Is God Is, Royal Court Theatre ★★★☆☆

Mike Clarke
By Mike Clarke Last edited 31 months ago
Review: Fiery Comedy Drama Is One Wild 90 Minutes Is God Is, Royal Court Theatre 3
Twins Racine and Anaia (played by Tamara Lawrence and Adelyo Adedayo) in Is God Is. Image: Tristram Kenton

How best to describe Is God Is? A Websterian revenge tragedy where Thelma and Louise meet Quentin Tarantino, and (almost) no one gets out alive.

Once I'd tuned my middle aged ears into the hip-hop dialogue, I stepped on to the helter-skelter, and from that point there's no way out: a one-act 90-minute wild ride that careers, apparently out of control, to a pile up at the bottom. Or so it seems. But Aleshea Harris's taut plot and economical script is in charge all the way, dishing out a few surprises en route, so that a conventional eye-for-an-eye drama mixes it up with rich, dark humour and an anticipatable but nicely handled ending.

Deft staging makes the most of the space in the Jerwood Downstairs. Image: Tristram Kenton

Twins Racine and Anaia (Tamara Lawrence and Adelyo Adedayo, fizzing with inchoate energy) are contacted by the mother they thought long dead: hideously disfigured in a fire that also marred her daughters' looks, she’s on her deathbed and wants, nay commands, that her daughters revenge themselves on the husband who torched her, with Cecilia Noble giving full rein to a pit of long-fomented rage.

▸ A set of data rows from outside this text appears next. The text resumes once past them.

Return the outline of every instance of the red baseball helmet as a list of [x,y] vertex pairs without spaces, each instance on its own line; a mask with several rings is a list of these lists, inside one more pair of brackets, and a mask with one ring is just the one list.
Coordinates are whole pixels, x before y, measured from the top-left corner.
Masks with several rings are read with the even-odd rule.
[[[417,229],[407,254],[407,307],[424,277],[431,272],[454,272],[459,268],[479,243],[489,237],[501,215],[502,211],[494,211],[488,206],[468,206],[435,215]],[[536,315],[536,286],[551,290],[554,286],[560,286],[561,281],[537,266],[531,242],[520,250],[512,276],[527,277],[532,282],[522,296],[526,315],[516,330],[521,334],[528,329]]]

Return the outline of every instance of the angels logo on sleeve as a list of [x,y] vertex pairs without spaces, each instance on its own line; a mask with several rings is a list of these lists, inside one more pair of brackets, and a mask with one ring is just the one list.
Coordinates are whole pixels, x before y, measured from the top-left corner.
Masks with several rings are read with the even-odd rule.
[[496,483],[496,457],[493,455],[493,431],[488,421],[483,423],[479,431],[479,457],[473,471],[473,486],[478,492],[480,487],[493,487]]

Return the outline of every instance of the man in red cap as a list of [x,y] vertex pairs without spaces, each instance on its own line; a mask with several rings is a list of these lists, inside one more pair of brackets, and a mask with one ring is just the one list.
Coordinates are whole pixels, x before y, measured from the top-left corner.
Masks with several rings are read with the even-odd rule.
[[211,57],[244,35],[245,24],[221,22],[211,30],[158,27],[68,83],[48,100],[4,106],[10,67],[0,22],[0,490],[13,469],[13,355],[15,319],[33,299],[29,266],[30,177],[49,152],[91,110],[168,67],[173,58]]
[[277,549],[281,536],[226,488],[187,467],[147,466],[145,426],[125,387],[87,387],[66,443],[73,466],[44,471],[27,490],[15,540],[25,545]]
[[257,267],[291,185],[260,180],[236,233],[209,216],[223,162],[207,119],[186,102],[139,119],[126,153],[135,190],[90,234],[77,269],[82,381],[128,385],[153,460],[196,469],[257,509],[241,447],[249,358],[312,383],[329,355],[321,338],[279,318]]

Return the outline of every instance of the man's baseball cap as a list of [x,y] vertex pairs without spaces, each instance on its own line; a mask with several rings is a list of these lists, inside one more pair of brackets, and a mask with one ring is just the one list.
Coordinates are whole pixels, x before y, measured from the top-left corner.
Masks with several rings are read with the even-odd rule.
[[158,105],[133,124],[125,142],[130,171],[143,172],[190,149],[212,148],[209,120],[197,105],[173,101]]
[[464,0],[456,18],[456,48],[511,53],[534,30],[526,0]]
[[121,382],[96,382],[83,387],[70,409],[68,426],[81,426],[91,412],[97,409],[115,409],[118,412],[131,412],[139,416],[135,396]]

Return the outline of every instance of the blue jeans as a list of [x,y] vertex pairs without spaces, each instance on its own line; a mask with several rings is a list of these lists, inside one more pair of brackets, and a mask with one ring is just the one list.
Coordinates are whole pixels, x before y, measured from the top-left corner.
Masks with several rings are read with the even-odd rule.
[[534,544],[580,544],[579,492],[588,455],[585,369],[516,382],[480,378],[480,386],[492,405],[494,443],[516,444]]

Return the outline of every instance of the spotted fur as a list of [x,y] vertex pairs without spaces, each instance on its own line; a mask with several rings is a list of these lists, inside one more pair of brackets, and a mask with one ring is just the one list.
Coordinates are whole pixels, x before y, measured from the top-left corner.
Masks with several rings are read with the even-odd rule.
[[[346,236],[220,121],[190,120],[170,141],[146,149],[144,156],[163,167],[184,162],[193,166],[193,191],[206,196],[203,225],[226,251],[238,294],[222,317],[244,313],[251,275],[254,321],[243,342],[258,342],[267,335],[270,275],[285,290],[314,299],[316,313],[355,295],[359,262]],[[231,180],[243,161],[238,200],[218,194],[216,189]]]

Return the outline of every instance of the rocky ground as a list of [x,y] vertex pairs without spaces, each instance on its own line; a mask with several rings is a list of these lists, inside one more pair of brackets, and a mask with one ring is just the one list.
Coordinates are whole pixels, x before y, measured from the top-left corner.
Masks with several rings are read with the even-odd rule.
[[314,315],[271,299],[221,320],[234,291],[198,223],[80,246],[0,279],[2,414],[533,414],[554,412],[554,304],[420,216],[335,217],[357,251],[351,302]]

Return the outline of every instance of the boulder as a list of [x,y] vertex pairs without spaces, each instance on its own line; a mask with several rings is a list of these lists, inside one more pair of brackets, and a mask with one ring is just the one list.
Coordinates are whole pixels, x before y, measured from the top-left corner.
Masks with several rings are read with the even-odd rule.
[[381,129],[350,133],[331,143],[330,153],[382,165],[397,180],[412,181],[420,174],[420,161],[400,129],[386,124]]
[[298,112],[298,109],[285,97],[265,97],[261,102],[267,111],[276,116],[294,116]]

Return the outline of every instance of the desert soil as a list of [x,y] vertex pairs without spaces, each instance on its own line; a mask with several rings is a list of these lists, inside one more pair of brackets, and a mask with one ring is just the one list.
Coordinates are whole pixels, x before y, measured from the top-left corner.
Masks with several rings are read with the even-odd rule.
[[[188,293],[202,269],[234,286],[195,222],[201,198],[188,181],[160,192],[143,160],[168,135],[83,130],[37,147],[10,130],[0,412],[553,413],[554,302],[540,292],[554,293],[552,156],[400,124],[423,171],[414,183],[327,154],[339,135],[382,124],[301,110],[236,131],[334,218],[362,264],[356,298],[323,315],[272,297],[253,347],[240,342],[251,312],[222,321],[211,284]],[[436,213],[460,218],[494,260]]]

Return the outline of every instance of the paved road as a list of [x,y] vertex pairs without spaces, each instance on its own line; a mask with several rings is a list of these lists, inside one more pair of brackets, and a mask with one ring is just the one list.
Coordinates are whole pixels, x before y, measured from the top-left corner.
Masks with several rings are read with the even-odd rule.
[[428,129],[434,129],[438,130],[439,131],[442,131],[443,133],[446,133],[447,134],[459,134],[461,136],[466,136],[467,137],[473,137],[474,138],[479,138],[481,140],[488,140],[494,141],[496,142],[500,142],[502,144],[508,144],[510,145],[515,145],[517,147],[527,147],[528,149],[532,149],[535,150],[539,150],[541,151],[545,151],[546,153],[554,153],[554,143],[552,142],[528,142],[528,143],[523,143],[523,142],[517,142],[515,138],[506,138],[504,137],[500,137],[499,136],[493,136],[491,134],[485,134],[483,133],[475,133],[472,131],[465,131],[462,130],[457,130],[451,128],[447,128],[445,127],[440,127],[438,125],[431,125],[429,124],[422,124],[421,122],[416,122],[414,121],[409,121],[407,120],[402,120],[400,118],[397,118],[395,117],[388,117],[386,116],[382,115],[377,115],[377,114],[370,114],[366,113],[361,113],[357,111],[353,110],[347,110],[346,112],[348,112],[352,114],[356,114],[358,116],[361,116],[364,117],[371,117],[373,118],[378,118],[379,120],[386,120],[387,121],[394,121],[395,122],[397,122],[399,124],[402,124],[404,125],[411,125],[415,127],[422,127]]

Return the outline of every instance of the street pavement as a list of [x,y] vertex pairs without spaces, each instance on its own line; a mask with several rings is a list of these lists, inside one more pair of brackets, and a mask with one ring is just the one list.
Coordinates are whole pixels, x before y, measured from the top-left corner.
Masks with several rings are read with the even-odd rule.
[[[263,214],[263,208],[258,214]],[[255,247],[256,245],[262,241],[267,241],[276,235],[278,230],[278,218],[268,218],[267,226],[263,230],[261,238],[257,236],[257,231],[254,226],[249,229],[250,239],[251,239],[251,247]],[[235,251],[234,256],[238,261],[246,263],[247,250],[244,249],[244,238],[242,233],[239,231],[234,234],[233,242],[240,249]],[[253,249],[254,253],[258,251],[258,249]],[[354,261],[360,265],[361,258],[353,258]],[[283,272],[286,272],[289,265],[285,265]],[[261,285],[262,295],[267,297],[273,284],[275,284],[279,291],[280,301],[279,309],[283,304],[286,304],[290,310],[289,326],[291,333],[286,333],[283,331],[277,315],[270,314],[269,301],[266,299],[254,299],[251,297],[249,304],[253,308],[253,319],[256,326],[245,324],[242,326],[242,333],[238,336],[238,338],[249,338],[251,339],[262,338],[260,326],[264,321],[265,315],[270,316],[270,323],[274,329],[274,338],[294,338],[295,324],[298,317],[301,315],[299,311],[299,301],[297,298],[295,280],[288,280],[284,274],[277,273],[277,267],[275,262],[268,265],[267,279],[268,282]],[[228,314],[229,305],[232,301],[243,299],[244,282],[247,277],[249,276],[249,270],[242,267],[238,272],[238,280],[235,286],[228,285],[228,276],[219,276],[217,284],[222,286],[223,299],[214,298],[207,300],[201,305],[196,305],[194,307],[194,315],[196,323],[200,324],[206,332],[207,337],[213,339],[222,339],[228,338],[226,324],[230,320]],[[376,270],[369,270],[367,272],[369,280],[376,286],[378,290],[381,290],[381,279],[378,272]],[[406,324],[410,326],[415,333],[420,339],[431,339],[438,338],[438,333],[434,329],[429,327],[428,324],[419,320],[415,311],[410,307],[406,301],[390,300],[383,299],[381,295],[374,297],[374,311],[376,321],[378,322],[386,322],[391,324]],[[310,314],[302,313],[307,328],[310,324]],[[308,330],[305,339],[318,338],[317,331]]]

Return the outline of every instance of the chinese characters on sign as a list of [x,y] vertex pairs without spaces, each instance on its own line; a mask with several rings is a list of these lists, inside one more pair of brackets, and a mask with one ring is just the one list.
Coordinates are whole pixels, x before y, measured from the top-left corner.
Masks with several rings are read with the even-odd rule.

The teenagers set about hunting down their errant father and forcing him through the same agony he exposed them to, obeying the maternal command that he should be "dead – REAL DEAD" and anyone around him too. This leads not only to the destruction of their father but also his new family, some of them less deserving of biblical retribution, perhaps…

Is God Is leavens plot holes, such as whether a mother who'd abandoned you decades ago could convince you to go on a murderous rampage, with bleak humour. Image: Tristram Kenton

Largely bleak, Is God Is leavens the awfulness (and some of the plot holes such as whether a mother who’d abandoned you decades ago could convince you to go on a murderous rampage in five minutes of ranting) with bleak humour, the interplay between the twin brothers, the light side of their father's wicked genes, and Scotch's dumbass confusing of the girls (his half-sisters) for strippagrams.

There's also deft staging and setting that makes the most of the space in the Jerwood Downstairs the production has to work with.

But it's the energy that carries it through — streetsmart, unremitting, unwilling to let the audience go. Contained and claustrophobic, it carries you out into the night air of Sloane Square with the faint whiff of burnt flesh and burnt hope in your nostrils, a scent which lingers.